Pension Protection Fund

MQT on 2009-11-18
Session date: 
November 18, 2009
Question By: 
Gareth Bacon
GLA Conservatives
Asked Of: 
The Mayor


TfL are seeking a judicial review against the premium levied by the PPF against the likelihood of the pension plan becoming insolvent and argue that instead of £9m in 2009 and 2010, it should be £252,000 instead. Since the PPF was created in 2005 how much does TfL estimate it has been forced to over pay? Have the other GLA Group members faced the same problem?


Answer for Pension Protection Fund

Answer for Pension Protection Fund

Answered By: 
The Mayor

LDA As the LDA does not operate their own Pension Fund, but contributes to three main Schemes (Principle Civil Service Pension Scheme, the Local Government Pension Scheme and the Homes Communities Pensions Scheme). They are not liable to pay funds into the Pension Protection Fund directly.

All the funds which the LDA contribute to are actuarially assessed for viability and liquidity by the relevant scheme administrators (e.g. the Local Government Pension Scheme is administered by the London Pension Fund Authority (LPFA) on behalf of the LDA; the LPFA will inform the LDA of any shortfall requiring funding).

TfL The TfL Pension Fund is governed by the Pension Act and as a result is classed as a private sector pension arrangement which is liable to pay Pension Protection Fund (PPF) levies. The TfL Pension Fund has paid £5,778,024 in respect of the Public Sector Section of the Fund covering the years 2005 /06 to 2009/10. The pension schemes in which other members of the GLA Group participate are statutory schemes and are not required to pay a levy to the PPF.

The judicial review application which has been made concerns the sections of the Fund to which the employees of the former Metronet Companies belong (the Metronet Sections). Following those companies entering PPP Administration, on 5 September 2007 TfL became jointly and severally liable for the pension obligations of the Metronet Sections, thus affecting 'scheme rescues', which meant that the PPF was not called upon to meet the Metronet Companies' obligations to those sections.
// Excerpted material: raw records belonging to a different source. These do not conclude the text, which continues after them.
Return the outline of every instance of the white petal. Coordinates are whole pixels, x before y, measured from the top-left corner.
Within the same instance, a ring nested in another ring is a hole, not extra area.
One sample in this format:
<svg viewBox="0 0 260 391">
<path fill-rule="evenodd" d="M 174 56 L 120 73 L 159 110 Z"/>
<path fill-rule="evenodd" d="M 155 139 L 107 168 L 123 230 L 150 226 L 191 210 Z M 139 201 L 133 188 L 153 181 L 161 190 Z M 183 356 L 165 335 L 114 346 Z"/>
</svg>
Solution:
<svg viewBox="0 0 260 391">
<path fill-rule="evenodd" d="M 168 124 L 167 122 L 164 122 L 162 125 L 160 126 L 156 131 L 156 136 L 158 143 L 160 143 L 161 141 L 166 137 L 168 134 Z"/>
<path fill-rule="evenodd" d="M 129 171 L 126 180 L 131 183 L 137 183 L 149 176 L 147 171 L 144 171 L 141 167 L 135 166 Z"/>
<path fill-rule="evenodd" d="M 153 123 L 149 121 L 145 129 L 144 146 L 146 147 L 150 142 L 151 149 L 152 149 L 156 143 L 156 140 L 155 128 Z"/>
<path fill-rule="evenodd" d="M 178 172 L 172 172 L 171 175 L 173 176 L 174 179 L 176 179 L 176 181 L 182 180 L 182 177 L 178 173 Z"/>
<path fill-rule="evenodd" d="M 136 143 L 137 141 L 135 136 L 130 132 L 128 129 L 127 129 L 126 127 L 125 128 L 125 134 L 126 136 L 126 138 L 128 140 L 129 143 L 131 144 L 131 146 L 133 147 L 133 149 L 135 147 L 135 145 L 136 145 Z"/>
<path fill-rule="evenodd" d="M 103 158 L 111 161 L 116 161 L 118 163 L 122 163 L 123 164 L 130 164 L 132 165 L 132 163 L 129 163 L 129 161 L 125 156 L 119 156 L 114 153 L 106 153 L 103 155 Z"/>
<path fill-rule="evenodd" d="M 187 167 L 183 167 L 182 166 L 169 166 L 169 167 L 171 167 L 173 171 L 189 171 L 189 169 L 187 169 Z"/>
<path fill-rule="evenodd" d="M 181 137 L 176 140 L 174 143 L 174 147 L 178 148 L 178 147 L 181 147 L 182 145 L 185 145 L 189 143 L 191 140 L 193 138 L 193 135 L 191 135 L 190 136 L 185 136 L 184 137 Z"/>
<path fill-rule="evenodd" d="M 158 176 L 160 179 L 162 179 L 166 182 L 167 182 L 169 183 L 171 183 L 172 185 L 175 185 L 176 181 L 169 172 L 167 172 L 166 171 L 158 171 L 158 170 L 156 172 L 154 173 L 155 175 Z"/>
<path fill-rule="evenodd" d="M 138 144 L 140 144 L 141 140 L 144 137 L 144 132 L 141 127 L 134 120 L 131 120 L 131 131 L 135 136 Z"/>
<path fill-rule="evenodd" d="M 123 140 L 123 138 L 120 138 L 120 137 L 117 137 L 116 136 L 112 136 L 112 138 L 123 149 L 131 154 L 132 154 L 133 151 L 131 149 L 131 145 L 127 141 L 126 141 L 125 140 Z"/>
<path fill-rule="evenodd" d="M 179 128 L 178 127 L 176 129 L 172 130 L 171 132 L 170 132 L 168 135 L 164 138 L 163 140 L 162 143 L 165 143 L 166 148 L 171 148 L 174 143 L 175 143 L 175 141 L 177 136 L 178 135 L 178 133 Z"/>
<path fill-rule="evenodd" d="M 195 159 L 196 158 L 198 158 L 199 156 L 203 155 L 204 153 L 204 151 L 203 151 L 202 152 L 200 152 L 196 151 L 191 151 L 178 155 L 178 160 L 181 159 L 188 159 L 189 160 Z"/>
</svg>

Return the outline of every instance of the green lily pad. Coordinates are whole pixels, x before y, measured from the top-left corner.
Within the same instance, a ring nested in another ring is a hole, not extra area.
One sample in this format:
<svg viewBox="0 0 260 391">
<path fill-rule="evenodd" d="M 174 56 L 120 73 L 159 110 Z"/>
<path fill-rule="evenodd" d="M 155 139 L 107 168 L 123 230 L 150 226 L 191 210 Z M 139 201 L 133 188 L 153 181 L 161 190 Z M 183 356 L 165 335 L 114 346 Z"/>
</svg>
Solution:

If the PPF had used TfL's credit rating to assess the levy for those sections, rather than the rating of the Metronet Companies, the levy which the TfL Pension Fund is now liable to pay in respect of years 2008/09 and 2009/10 would have amounted to £252,000 instead of just over £9 million.

GLA The Greater London Authority is a scheduled body of the Local Government Pension Scheme (LGPS) which, by law, is exempt from the Pension Protection Fund levy.

LFEPA The firefighter pension schemes are not covered by the Pensions Protection Fund, they are pay as you go schemes, with benefits paid from employer and employee contributions. Any fund deficit is covered by payments from the Department for Communities and Local Government and HM Treasury. This is the case for both the new and old firefighter pension schemes.

Non-frontline staff at the London Fire Brigade are part of the LGPS - so the GLA answer on LGPS will cover them too.

MPA The MPS/MPA are not part of the scheme and are therefore not required to pay a levy to the Pension Protection Fund.

Police officers and MPA/police staff are members of the Police Pensions Scheme {PPS} or the Principal Civil Service Pension Scheme {PCSPS} respectively. The Home Office acts as scheme manager for the PPS and Cabinet Office for the PCSPS.

Both schemes are final salary, defined benefit schemes that have no managed pension fund; because in each case the cost is met from revenue.

For the PPS there is a notional account that represents the fund. The income comprises a combination of employee pension contributions, employers contributions and transfer values. The Home Office provides a top up grant to cover any deficit in the fund required to meet the costs.

Similar provisions apply to the PCSPS, where costs are paid from the Civil Service Superannuation Vote to which all participating bodies make employer and employee pension contributions.